Secure Boot “root of trust” is being refreshed

  • The long-lived Secure Boot certificates are expiring starting late June 2026.
  • New certificates are being deployed to in-support Windows devices through the normal monthly Windows update cadence.
  • This is a coordinated effort across Windows servicing, OEM firmware, and UEFI providers to minimize risk and disruption.

Broad OEM readiness (especially newer devices)

  • Many PCs built since 2024—and nearly all devices shipped in 2025—already include the updated certificates.
  • For a smaller subset of in-market devices, applying the new certificates may require an OEM firmware update first.

Improved visibility and phased rollout

  • Microsoft is rolling out the change in a careful, staged approach informed by testing and telemetry-based readiness.
  • Status messaging about certificate updates is expected in the Windows Security app in the coming months to help users track progress.

Impact to IT administrators and end users

If devices don’t get the new certificates in time

  • Devices will likely continue to function and existing software will still run.
  • However, they enter a degraded security state and may be unable to receive future boot-level mitigations (e.g., when new boot vulnerabilities are discovered).
  • Over time, compatibility risks increase: newer OS/firmware/hardware or Secure Boot–dependent software may fail to load.
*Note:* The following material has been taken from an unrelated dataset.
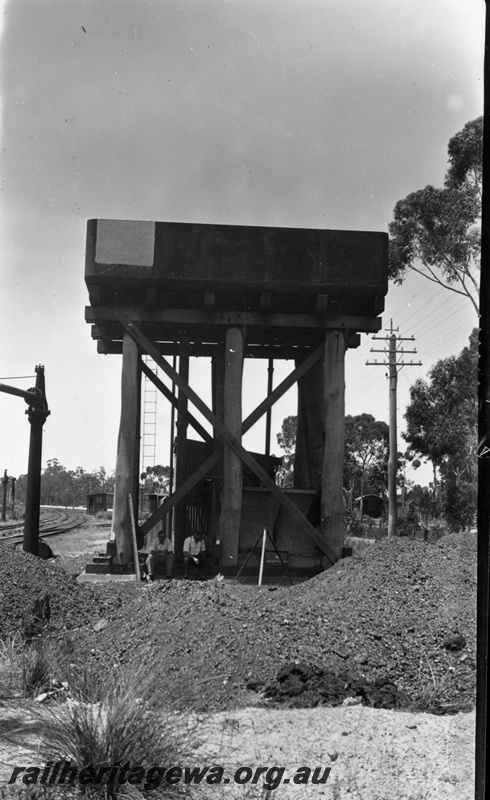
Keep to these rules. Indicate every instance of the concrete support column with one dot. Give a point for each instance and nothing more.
(308, 460)
(231, 502)
(128, 450)
(334, 427)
Unsupported Windows versions are a key risk

  • Devices on unsupported versions (notably Windows 10 after support ended on Oct 14, 2025, unless enrolled in ESU) will not receive the updates through Windows Update.
  • Those endpoints should be treated as priority remediation items (upgrade/replace or ensure ESU eligibility and update strategy).
  1. Inventory and scope
    • Identify all Windows and Windows Server endpoints in scope, including kiosks, specialized servers, and IoT/edge devices that may have atypical servicing.
  2. Validate servicing path
    • Confirm devices are receiving the latest monthly cumulative updates (Microsoft-managed where applicable).
    • Ensure diagnostic/telemetry requirements used for readiness validation align with your organization’s policies.
  3. Firmware readiness check
    • Proactively review OEM advisories and support pages (Dell/HP/Lenovo and others) and schedule required UEFI/firmware updates.
    • Pilot firmware updates on representative hardware models before broad deployment.
  4. Plan for exceptions
    • For devices not confidently validated via Microsoft’s staged approach, use the Microsoft IT administrator playbook guidance and your existing tools (Intune, Configuration Manager, or third-party) to deploy and monitor.
  5. Prepare support runbooks
    • First-line steps: apply latest Windows updates, verify latest OEM firmware, then escalate via Microsoft/OEM support channels if issues persist.